Today, to estimate the thermal function, computational fluid dynamic tools are used as the basis to created compact thermal models, which are then used by tools from Apache Design, Cadence, Mentor Graphics and Synopsys, among others to analyze the heat and to look at the power as a function of the workload, or to look at the thermal performance of that device, subsystem or system.

The fin is in
New devices such as finFETs and FD-SOI devices being released into manufacturing are thermal game changers because the way they are constructed affects the thermal performance, noted Ric Borges, senior product marketing manager at Synopsys.

“We are able to get a lot of interesting and useful information about how the design of the fabrication process will impact the ability of a transistor to dissipate the heat. For example, as we go from planar MOSFETs to finFETs, obviously now the fact that we have fins where the current is flowing (where the heat is generated) the heat is not going to have an easy a path to the substrate where it spreads out or where the heat sink is. It’s not going to have as easy a path as planar FETs so there are effects related to finFETs that are then different from planar. We can do a lot of modeling and a lot of it has already been done to try to understand that,” he explained.

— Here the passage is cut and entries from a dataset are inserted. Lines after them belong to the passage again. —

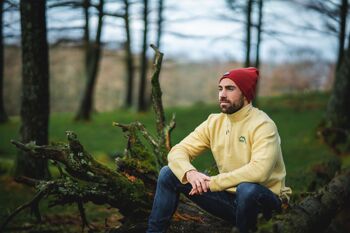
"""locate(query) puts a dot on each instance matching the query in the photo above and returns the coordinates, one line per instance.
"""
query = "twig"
(35, 200)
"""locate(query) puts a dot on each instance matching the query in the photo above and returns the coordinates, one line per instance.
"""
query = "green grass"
(296, 117)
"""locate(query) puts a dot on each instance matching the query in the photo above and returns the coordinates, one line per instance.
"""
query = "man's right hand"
(199, 182)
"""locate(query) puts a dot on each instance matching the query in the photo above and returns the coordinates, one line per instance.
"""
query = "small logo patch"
(242, 139)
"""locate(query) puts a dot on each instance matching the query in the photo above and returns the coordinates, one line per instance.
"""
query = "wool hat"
(245, 79)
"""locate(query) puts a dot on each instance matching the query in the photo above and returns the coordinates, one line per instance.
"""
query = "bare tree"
(35, 87)
(248, 31)
(258, 44)
(3, 115)
(334, 14)
(337, 126)
(129, 61)
(86, 106)
(142, 103)
(160, 21)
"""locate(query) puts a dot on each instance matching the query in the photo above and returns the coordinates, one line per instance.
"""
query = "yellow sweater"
(245, 146)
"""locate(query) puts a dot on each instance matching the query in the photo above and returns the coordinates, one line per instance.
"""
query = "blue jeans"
(240, 208)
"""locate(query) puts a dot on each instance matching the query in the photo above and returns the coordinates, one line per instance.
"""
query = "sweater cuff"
(180, 171)
(213, 186)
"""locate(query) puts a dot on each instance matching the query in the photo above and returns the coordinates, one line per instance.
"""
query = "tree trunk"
(258, 43)
(86, 36)
(142, 104)
(160, 21)
(248, 32)
(35, 87)
(129, 62)
(338, 111)
(86, 106)
(342, 30)
(3, 115)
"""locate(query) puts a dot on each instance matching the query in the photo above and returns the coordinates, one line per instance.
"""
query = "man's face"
(231, 99)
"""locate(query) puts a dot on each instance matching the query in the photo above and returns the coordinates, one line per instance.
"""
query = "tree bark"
(142, 104)
(86, 106)
(248, 32)
(258, 43)
(3, 115)
(129, 187)
(129, 62)
(86, 36)
(342, 30)
(35, 87)
(160, 21)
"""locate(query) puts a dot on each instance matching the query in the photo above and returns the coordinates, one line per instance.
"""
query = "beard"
(232, 107)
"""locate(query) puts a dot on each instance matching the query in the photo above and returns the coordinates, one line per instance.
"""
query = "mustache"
(224, 100)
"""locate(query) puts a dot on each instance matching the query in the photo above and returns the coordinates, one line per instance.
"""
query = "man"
(246, 147)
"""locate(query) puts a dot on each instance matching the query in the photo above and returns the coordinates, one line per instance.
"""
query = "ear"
(245, 100)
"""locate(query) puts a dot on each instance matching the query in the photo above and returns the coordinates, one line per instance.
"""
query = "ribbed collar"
(241, 114)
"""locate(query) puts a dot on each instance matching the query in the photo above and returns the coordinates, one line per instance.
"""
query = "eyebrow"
(227, 86)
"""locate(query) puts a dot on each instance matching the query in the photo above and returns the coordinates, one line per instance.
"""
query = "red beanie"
(245, 79)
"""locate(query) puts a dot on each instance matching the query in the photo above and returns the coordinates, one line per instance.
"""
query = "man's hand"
(199, 182)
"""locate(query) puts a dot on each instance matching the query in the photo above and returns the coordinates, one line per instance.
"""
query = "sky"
(205, 35)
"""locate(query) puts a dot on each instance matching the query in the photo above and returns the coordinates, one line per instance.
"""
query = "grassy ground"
(296, 116)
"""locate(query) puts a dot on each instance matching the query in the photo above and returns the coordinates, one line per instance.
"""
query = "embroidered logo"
(242, 139)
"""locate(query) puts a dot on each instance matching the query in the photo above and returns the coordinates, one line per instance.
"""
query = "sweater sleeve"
(265, 152)
(181, 155)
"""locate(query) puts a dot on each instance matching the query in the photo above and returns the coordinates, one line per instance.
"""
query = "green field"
(296, 116)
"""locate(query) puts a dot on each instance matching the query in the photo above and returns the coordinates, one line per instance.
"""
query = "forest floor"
(296, 116)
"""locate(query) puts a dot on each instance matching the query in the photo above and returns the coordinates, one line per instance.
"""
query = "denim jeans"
(240, 208)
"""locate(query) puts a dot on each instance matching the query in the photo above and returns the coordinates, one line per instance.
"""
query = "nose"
(222, 94)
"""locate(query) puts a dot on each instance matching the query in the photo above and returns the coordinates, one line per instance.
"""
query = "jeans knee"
(247, 191)
(164, 174)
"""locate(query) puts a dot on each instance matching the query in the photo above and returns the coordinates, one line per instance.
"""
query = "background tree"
(337, 125)
(86, 106)
(142, 103)
(35, 87)
(258, 44)
(3, 115)
(334, 15)
(129, 61)
(160, 20)
(248, 25)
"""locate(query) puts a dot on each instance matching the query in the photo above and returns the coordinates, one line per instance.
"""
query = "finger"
(199, 186)
(193, 192)
(204, 186)
(207, 185)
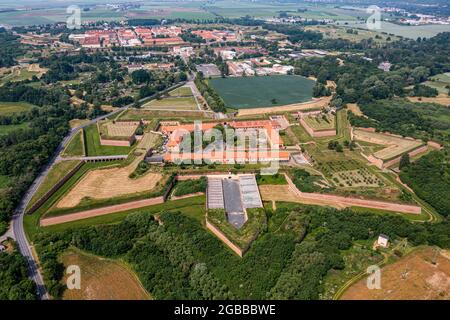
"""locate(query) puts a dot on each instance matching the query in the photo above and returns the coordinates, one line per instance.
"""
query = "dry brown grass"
(413, 277)
(109, 183)
(285, 194)
(113, 182)
(118, 130)
(395, 145)
(102, 279)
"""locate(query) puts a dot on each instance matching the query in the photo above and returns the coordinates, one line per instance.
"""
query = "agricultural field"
(172, 104)
(267, 91)
(153, 115)
(355, 35)
(412, 32)
(102, 279)
(441, 82)
(75, 147)
(94, 148)
(183, 91)
(109, 183)
(423, 274)
(19, 75)
(237, 9)
(116, 130)
(396, 146)
(193, 207)
(320, 122)
(9, 108)
(58, 171)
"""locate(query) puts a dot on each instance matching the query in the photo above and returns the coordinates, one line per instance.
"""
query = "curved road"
(17, 220)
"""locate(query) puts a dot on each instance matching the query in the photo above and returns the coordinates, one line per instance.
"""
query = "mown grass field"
(8, 108)
(102, 279)
(18, 75)
(153, 115)
(267, 91)
(337, 32)
(193, 207)
(31, 222)
(75, 146)
(94, 148)
(172, 103)
(59, 170)
(181, 91)
(412, 32)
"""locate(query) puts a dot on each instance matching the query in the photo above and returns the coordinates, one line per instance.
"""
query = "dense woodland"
(14, 283)
(429, 177)
(179, 259)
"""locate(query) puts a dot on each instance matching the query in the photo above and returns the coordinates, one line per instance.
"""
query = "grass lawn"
(243, 237)
(193, 207)
(263, 91)
(148, 114)
(102, 279)
(94, 148)
(59, 170)
(411, 32)
(75, 146)
(181, 91)
(5, 129)
(320, 122)
(271, 179)
(8, 108)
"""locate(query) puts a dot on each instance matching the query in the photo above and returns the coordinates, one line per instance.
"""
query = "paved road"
(17, 221)
(94, 158)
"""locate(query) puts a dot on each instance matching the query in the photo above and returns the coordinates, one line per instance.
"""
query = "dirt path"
(112, 182)
(290, 193)
(101, 211)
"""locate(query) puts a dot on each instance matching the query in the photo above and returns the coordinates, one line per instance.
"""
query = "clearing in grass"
(75, 146)
(58, 171)
(172, 103)
(110, 183)
(94, 148)
(102, 279)
(254, 92)
(423, 274)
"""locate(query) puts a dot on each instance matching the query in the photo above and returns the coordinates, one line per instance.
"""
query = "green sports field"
(263, 91)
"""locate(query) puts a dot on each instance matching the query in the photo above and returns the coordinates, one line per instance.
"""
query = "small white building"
(383, 241)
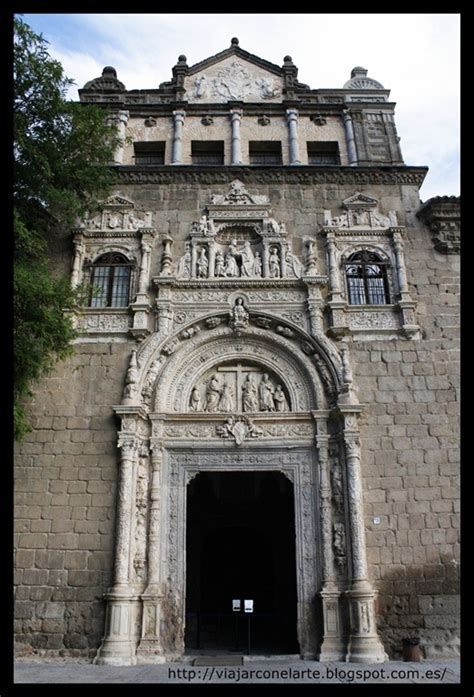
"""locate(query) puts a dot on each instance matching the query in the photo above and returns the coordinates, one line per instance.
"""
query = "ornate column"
(212, 258)
(166, 258)
(332, 647)
(350, 138)
(334, 282)
(283, 250)
(265, 257)
(364, 643)
(79, 251)
(397, 243)
(120, 120)
(236, 118)
(141, 306)
(314, 304)
(118, 646)
(178, 121)
(193, 259)
(144, 267)
(292, 120)
(150, 644)
(406, 305)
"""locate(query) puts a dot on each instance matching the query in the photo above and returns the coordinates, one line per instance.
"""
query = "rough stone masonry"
(260, 228)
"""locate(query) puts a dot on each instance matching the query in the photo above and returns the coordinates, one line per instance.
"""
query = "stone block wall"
(66, 468)
(65, 485)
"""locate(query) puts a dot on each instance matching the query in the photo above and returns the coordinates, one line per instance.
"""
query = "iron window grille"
(367, 279)
(209, 152)
(110, 281)
(265, 152)
(323, 153)
(149, 153)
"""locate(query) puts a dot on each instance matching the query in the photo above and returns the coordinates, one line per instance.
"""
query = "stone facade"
(240, 350)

There is also the material effect. “When we talk about having SOI devices, the silicon dioxide is not as good a thermal conductor as silicon,” Borges said, “so if you have the device structure where the heat is generated sitting on top of oxide, then that device is going to have more self-heating than an equivalent device that doesn’t have that oxide there.

A limiting factor
Managing thermal effects in leading edge designs is a very big deal given that thermals are a limiting factor in performance and functionality.

“The trick in all this modern design for thermal is to deliver as much performance and functionality as you can while still satisfying the quality of service,” Matter concluded. “You need to model the complex system behavior in relatively real time and you need to be able to do the architectural exploration of your thermal management and power management policies up front. It’s no longer good enough just to implement very, very good power management. It’s no longer sufficient just to do a really good job to optimize battery life or reduce energy. You also want to be able to ride right up against that thermal limit or near that thermal limit without any noticeable degradation of performance.”